HN has become a homogenous echo chamber in which saying the "wrong" thing will
get you buried or even slow/shadow banned.

But usually the manipulation is more subtle in avoiding those discussions
altogether, and this may be a typical example of that. (Which in itself would
an excellent example of good, subtle moderation.)

The great irony is that on a platform that considers politics to be off-topic,
political and ideological bias dominates almost everything but the most
neutral of scientific and technological topics.

But I suspect most HN-ers, including the moderators, are barely aware of that
bias because they operate inside a bubble of like-minded people within a very
narrow ideological spectrum.

But "fair" doesn't come into it.
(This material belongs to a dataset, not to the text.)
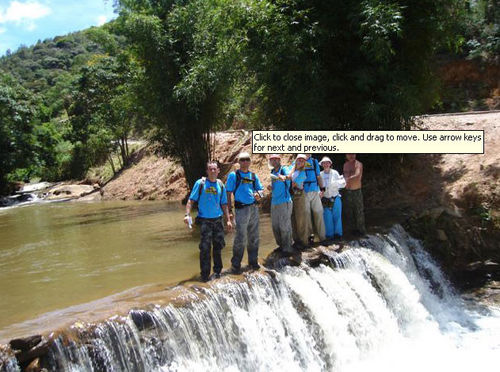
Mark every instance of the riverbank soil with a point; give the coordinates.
(449, 201)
It works as intended.

------
r721
Read this article: [http://www.righto.com/2013/11/how-hacker-news-ranking-
really...](http://www.righto.com/2013/11/how-hacker-news-ranking-really-
works.html)

------
avinassh
Clickables:

[http://i.imgur.com/qjcd6z7.png](http://i.imgur.com/qjcd6z7.png)

[http://i.imgur.com/KKj24Kl.png](http://i.imgur.com/KKj24Kl.png)

[http://i.imgur.com/3Lv2RXd.png](http://i.imgur.com/3Lv2RXd.png)

[http://i.imgur.com/o0nbGN3.png](http://i.imgur.com/o0nbGN3.png)

------
dang
Your post was lower in rank because users flagged it.

The current post has been flagged by users, too.

------
yuashizuki
You can see my link in the new section that had 11 points but still did not
make it to the front page.

------
krapp
I don't know about 'unfair', but it is most definitely not a direct democracy.